Here you find all information regarding the workshop program.
KEYNOTE 1: Neda Jahanshad
TITLE: AI/ML for continuously larger scale international neuroimaging research
Large-scale neuroimaging collaborations have been established to help tackle the reproducibility crisis in brain imaging research. These collaborations often involved dozens of research groups pooling together neuroimaging, clinical and computational resources together to amass study sample sizes on the order of tens of thousands of participants. However, data sharing and data heterogeneity remain necessary and important hurdles on the path towards efficient data analysis. Here, we will discuss common clinical and technical challenges faced when working with distributed and diverse data as well as the collaborative and neuroinformatic backbone of these collaborations. The discussion will emphasize the growing role that machine learning and artificial intelligence are playing, and will play, in multiple aspects of collaborative neurosciences. In this talk, the methods and applications discussed will be in the context of the ENIGMA consortium, but these may be applicable across many multi-site collaborative studies.
KEYNOTE 1: Catie Chang
TITLE: Computational approaches for investigating the dynamic brain
Advances in non-invasive imaging technology have enabled measuring human brain activity with increasing spatial and temporal detail.
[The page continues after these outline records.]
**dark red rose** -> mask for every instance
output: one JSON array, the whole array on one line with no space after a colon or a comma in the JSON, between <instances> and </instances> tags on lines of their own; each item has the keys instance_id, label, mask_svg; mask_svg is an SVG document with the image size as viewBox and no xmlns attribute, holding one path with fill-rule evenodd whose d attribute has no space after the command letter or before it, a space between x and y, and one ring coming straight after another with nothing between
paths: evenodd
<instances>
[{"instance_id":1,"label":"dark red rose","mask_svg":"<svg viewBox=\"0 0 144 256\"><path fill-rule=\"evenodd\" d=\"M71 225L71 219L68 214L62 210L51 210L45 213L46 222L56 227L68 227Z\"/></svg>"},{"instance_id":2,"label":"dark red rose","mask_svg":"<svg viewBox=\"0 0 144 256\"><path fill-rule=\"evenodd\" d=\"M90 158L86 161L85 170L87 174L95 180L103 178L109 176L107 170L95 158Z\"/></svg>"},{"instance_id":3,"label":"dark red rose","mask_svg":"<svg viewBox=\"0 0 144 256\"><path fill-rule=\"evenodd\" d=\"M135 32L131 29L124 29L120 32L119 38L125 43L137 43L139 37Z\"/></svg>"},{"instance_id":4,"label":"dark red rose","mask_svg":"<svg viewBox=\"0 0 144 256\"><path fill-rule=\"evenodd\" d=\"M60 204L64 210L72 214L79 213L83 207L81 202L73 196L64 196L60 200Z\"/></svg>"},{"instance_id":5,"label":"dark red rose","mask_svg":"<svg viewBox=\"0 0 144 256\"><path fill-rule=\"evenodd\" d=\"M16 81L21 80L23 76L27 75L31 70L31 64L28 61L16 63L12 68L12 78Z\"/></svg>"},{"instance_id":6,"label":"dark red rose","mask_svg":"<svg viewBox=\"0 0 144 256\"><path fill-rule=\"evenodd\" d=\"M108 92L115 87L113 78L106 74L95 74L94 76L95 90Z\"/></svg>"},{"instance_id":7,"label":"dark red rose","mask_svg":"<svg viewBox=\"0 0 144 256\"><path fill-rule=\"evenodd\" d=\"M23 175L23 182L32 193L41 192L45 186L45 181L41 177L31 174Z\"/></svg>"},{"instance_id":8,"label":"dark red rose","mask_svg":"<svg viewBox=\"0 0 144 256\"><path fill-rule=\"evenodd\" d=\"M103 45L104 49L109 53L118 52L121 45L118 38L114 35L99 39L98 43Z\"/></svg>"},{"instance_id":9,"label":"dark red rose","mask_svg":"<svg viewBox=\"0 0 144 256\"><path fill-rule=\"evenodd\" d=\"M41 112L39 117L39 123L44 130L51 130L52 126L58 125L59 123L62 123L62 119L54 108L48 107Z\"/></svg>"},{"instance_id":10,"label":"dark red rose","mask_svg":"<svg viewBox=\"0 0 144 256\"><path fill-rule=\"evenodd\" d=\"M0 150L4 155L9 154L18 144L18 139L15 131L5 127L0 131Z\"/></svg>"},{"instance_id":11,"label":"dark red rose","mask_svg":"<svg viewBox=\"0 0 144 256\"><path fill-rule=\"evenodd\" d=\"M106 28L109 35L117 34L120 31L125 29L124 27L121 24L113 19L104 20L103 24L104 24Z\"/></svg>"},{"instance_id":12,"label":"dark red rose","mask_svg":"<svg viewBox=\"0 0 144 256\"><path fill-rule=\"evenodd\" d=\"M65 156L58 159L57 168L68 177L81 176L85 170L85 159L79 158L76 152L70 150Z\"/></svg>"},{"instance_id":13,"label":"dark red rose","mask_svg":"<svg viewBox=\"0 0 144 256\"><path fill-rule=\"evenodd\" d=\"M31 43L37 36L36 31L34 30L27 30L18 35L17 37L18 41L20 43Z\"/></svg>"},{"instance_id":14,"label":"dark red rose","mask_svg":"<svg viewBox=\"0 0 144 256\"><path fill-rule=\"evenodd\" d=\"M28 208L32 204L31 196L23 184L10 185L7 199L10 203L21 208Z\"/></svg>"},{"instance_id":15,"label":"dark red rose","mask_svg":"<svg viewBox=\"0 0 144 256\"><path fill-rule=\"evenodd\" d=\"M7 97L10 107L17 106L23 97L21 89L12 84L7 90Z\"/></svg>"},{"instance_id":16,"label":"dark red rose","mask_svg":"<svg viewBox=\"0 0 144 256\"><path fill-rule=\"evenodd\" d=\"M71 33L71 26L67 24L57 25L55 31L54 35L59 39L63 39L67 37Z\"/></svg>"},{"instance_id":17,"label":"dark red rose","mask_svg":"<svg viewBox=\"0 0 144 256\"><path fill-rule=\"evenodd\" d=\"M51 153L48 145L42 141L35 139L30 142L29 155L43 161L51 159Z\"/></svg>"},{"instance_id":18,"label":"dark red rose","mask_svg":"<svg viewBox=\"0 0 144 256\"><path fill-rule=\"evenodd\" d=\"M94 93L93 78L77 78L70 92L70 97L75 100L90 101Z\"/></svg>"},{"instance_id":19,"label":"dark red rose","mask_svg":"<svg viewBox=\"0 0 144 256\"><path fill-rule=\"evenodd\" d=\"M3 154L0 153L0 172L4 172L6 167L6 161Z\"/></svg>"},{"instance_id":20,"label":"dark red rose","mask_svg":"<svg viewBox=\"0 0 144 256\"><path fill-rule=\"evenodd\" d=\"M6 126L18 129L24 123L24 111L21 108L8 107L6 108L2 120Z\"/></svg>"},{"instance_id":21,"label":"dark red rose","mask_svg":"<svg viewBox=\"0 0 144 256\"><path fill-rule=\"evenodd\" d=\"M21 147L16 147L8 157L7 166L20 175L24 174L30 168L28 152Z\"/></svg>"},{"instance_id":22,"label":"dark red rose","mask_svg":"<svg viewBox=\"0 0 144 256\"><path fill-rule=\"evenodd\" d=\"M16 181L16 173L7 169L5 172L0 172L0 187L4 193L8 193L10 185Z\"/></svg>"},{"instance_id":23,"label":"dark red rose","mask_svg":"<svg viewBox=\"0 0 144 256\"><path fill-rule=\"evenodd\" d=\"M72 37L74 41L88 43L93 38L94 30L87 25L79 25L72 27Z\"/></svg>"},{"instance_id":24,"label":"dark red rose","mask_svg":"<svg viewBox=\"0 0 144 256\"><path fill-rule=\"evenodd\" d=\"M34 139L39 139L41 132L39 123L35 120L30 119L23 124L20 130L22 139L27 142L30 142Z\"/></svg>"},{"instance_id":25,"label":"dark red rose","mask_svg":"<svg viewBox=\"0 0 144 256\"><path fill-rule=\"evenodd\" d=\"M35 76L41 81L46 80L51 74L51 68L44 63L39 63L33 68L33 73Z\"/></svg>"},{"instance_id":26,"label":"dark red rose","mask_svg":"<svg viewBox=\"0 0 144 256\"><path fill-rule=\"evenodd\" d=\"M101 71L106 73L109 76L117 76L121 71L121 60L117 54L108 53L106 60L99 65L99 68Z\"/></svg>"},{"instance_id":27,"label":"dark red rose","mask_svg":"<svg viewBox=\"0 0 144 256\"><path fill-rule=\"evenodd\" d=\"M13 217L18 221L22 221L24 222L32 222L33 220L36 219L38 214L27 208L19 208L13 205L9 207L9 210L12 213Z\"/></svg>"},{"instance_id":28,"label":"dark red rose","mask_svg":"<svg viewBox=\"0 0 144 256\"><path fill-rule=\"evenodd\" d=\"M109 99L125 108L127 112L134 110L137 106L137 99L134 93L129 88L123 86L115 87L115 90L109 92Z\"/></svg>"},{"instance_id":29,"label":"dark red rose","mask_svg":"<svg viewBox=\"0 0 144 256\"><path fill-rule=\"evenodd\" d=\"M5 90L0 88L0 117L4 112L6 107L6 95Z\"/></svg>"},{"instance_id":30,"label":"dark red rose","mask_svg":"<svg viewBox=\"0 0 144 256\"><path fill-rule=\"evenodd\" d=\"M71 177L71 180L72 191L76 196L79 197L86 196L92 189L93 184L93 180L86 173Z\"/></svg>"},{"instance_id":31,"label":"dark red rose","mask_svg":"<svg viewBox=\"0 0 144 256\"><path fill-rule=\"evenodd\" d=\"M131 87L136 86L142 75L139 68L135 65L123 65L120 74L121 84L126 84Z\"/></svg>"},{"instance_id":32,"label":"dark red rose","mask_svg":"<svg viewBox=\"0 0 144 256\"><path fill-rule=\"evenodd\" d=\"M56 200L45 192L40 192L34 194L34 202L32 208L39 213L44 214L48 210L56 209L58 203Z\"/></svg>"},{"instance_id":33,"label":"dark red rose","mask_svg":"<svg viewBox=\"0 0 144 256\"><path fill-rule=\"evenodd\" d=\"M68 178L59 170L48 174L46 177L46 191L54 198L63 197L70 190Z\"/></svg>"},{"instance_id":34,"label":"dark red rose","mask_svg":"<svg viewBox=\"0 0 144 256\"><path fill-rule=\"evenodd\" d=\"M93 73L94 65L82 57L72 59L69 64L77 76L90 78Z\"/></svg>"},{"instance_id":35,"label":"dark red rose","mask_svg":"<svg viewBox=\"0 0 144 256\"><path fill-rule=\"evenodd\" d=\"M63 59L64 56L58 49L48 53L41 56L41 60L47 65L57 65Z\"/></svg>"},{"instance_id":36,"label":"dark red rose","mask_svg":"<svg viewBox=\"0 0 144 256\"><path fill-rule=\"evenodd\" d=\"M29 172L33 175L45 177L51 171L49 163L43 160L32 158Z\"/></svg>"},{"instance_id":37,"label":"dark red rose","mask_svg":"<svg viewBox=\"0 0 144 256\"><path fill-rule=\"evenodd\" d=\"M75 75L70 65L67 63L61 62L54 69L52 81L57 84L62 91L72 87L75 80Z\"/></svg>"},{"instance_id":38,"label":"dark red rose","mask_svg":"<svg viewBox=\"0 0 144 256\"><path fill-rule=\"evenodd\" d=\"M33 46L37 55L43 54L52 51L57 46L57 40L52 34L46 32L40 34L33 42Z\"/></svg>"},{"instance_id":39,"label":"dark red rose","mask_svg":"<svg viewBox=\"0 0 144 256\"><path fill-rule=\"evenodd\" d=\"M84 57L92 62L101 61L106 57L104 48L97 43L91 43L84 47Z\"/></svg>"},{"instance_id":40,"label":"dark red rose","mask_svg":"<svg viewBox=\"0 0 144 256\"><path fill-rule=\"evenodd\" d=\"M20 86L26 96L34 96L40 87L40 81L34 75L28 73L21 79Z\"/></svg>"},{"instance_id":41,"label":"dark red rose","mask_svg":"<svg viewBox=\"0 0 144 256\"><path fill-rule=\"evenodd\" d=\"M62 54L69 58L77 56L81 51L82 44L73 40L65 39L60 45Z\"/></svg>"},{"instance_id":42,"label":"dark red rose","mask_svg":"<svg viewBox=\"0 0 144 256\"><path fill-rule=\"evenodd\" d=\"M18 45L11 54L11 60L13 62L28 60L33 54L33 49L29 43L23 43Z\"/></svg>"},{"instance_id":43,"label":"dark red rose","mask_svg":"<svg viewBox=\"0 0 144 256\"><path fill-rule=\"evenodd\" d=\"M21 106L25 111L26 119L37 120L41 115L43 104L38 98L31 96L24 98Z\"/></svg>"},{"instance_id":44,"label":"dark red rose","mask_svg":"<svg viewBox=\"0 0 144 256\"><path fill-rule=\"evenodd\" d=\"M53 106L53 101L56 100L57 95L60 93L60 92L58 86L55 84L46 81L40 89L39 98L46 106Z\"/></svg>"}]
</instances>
Furthermore, this data may be integrated with exciting developments in machine learning to investigate the brain’s functional organization and dynamics, and to develop clinical biomarkers. Here, we will discuss directions and challenges in leveraging computational and signal processing techniques to investigate human brain dynamics. In this context, we will also share our recent studies on decoding internal states, such as levels of alertness, from functional magnetic resonance imaging (fMRI) data.